Aber wie sieht nun dieses Amerika aus? Beginnen wir mit der Mehrdeutigkeit des Begriffs "community". Im Deutschen je nach Zusammenhang Gemeinde oder Gemeinschaft, mit Anklängen von Zusammengehörigkeit, bildet dieses Wort den Kern des Small Town-Mythos. Was Bryson sucht, ist jene Kleinstadt, in der die Häuser weiß, die Bäume grün, die Parkbänke sauber, die Menschen freundlich und die Arbeitsplätze sicher sind. Er sucht eine Stadt, in der die Leute Barbecue vor dem Haus machen, unter schattigen Bäumen spazieren gehen, und das Überfahren einer roten Ampel (der einzigen im Ort!) das schlimmste Verbrechen der letzten Jahre ist. Jene Ideal-Kleinstadt gruppiert sich um Rathaus, Gericht, Bibliothek um einen zentralen Platz herum, wo die Spiele der Highschool-Football-Mannschaft das Ereignis an Wochenden sind.

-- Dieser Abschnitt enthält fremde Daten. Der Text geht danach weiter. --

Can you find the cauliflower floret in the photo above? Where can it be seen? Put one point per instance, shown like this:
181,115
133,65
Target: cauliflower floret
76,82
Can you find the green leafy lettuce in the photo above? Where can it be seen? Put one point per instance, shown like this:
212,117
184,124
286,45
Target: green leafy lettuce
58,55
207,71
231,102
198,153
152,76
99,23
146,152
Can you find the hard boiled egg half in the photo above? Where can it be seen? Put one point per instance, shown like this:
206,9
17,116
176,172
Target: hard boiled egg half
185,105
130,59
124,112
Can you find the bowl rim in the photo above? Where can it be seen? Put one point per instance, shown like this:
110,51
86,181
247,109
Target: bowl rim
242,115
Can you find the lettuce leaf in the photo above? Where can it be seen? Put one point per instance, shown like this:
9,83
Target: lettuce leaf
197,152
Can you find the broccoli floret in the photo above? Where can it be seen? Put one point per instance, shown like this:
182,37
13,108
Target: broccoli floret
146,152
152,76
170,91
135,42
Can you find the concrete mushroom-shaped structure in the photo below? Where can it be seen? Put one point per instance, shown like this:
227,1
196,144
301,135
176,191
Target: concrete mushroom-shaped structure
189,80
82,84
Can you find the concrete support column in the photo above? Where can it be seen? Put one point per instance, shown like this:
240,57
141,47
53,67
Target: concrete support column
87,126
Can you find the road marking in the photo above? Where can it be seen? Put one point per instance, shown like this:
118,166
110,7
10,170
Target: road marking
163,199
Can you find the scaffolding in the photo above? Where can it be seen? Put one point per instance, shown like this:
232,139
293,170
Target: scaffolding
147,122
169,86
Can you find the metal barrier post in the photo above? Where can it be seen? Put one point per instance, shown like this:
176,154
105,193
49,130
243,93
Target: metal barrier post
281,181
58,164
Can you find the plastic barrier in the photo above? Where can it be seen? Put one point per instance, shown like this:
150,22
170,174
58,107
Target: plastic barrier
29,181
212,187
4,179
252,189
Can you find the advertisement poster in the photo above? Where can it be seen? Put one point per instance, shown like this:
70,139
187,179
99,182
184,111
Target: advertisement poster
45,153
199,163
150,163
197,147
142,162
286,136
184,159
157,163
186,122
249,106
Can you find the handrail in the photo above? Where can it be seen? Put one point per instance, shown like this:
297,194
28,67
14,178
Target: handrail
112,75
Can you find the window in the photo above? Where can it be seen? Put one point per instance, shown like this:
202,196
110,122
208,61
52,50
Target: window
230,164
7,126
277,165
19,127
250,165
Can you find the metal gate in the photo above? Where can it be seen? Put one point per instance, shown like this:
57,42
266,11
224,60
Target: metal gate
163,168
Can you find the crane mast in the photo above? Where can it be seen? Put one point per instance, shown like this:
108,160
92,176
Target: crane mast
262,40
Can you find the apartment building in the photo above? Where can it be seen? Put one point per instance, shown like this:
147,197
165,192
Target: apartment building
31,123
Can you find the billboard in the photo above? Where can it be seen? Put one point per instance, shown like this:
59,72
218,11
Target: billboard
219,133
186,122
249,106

All dies kommt dem europäischen Kinogänger merkwürdig bekannt vor: Pleasantville z.B. ist so eine Stadt, oder die Stadt aus "Zurück in die Zukunft" oder auch Greenbo, Alabama aus Forrest Gump. Auch in der Literatur erscheinen solche Städte immer wieder: Hannibal z.B. aus Mark Twains "Tom Sawyer" oder auch Ray Bradburys Green Town, Illinois aus "Dandelion Wine" und "Something Wicked this Way Comes".

Die simple Tatsache, dass wir hier diese Stadt über ihr Auftauchen im Kino definieren müssen, zeigt, dass sie eben nicht real ist. Bryson muss dies schmerzlich erkennen. Seine Rundreise beginnt mit einigen Erinnerungen an die Reisen mit seinem Vater und wandelt sich dann immer mehr zu einem zynischen Abgesang auf das kleinstädtische Amerika, dass kapituliert hat: Vor sich selbst, vor den Fast-Food-Ketten, Tankstellen und Motels. Vor Shopping Malls, die die Innenstädte ruinieren, wo es Orte gibt, die einfach keine Innenstadt mehr haben, Orte, die keinen einzigen self-owned-store mehr haben, sondern nur noch national chains. Bryson brandmarkt die Orte, an denen der community spirit verschwunden ist, mit ihm (oder vor ihm?) die Arbeitsplätze und der Sinn für das Schöne. Das Small Town America, dass er beschreibt, strahlt jene Hoffnungslosigkeit und Ausweglosigkeit aus, die Mary Chapin Carpenter in ihrem Song I am a Town so schön besingt.

Ausnahmen gibt es auch für Bill Bryson immer wieder. Aber jedes schöne Städtchen wird, bevor es Schule machen  könnte, sofort mit dem nächsten "Pisskaff" kontrastiert. Anfangs ist der Effekt noch beeindruckend. Nach etwa einhundert Seiten der insgesamt 340 nimmt seine Schlagkraft jedoch ab und der Leser ermüdet. Am Ende, von der Westküste zurück nach Des Moines, ermüdet auch der Autor merklich und beeilt sich, sein Buch zu Ende zu bringen, ohne noch mehr über Tankstellen und Hamburger-Bratereien zu maulen.